Lo acaecido en Fukushima puede favorecer a los antinucleares, pero las necesidades energéticas crecientes favorecen a los pronucleares, pues las ventajas de esta son evidentes frente a las renovables. Así pues, la política del Gobierno se traduce en un difícil ejercicio de equilibrismo que pretende contentar, o al menos no hacer enfadar, a los principales grupos de cada posición para que estos no socaven su autoridad. Y esta realidad es aceptada por todas las partes.
El lobby ecologista es tan consciente de ello que, pese a sus campañas y argumentos, que serían propios de la sociedad civil, busca su alianza con el poder o incluso entrar en el poder a través de partidos políticos de ideología "verde". No es casualidad que Juan José López Uralde haya saltado de la presidencia de Greenpeace España a un proyecto de carácter político. No es casualidad que los diferentes partidos de ideología ecologista se alíen con los partidos de la izquierda, sobre todo, con aquellos que, desde la caída del bloque soviético, andan dando tumbos para encontrar de nuevo su nicho político. Ideológicamente coinciden en mucho.

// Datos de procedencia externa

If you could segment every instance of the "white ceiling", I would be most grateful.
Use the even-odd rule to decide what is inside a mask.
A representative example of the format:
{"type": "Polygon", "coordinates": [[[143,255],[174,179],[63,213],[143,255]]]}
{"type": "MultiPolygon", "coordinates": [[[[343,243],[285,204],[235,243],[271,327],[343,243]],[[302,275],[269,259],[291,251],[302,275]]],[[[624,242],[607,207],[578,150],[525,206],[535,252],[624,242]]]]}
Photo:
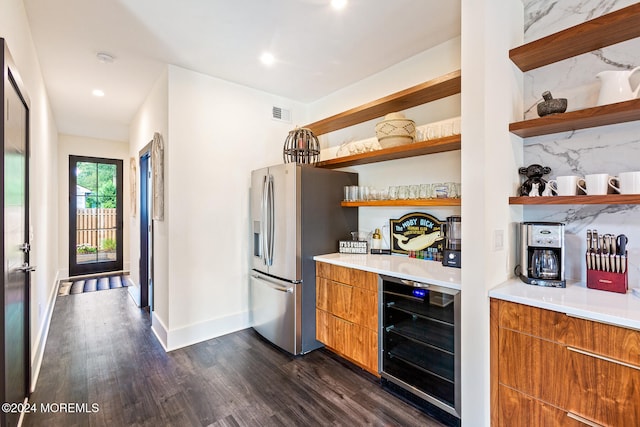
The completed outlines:
{"type": "Polygon", "coordinates": [[[58,130],[127,140],[165,64],[303,103],[460,34],[455,0],[24,0],[58,130]],[[271,67],[259,62],[268,50],[271,67]],[[115,57],[97,60],[98,52],[115,57]],[[105,96],[91,95],[100,88],[105,96]]]}

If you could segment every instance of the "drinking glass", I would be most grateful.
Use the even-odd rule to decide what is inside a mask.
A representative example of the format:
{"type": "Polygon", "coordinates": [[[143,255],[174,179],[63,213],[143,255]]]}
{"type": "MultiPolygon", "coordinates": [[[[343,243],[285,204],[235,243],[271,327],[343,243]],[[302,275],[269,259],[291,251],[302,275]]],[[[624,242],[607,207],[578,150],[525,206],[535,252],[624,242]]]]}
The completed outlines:
{"type": "Polygon", "coordinates": [[[389,200],[397,200],[398,199],[398,187],[391,186],[389,187],[389,200]]]}
{"type": "Polygon", "coordinates": [[[420,186],[419,185],[410,185],[409,186],[409,198],[417,199],[418,194],[420,194],[420,186]]]}
{"type": "Polygon", "coordinates": [[[428,199],[431,197],[431,184],[420,184],[420,192],[418,194],[421,199],[428,199]]]}
{"type": "Polygon", "coordinates": [[[445,183],[447,186],[447,195],[448,197],[458,198],[460,195],[458,194],[458,185],[455,182],[447,182],[445,183]]]}
{"type": "Polygon", "coordinates": [[[433,187],[431,188],[433,197],[435,197],[436,199],[446,199],[447,197],[449,197],[449,188],[446,184],[439,182],[437,184],[433,184],[433,187]]]}
{"type": "Polygon", "coordinates": [[[358,188],[358,196],[360,197],[360,200],[369,200],[370,199],[370,189],[369,187],[366,186],[361,186],[358,188]]]}
{"type": "Polygon", "coordinates": [[[406,185],[398,187],[398,199],[406,200],[409,198],[409,188],[406,185]]]}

Tampoco es casualidad que las empresas, que en principio deberían ser los principales valedores de la energía nuclear, mantengan un silencio inquietante. Quien se moleste en ver la titularidad de las centrales nucleares en España puede sorprenderse cuando vea que son las mismas empresas que poseen buena parte de las centrales de energías alternativas. Si la empresa piensa en términos de beneficio y este beneficio se deriva de la política energética estatal (subvenciones, precios intervenidos, regulación, permisos, etc.), éstas pueden aceptar que lo que dejen de ganar por el desmantelamiento de las centrales nucleares españolas pueden ganarlo por las subvenciones a las renovables u otro tipo de ayudas, y todos contentos, menos los contribuyentes. Las grandes empresas, incluso las medianas, se mantienen también al lado del poder político, en parte porque no les queda más remedio, en parte porque en la práctica les favorece su carácter de monopolio regional u oligopolio nacional, que les salva de una incómoda competencia. En dicho panorama, ¿importa la posición de cada uno con respecto a la energía nuclear, o a la renovable, o a la que se obtiene de los hidrocarburos?
[*] En la práctica REE es la que toma la decisión técnica, pero prevalecen los criterios que fija el Gobierno.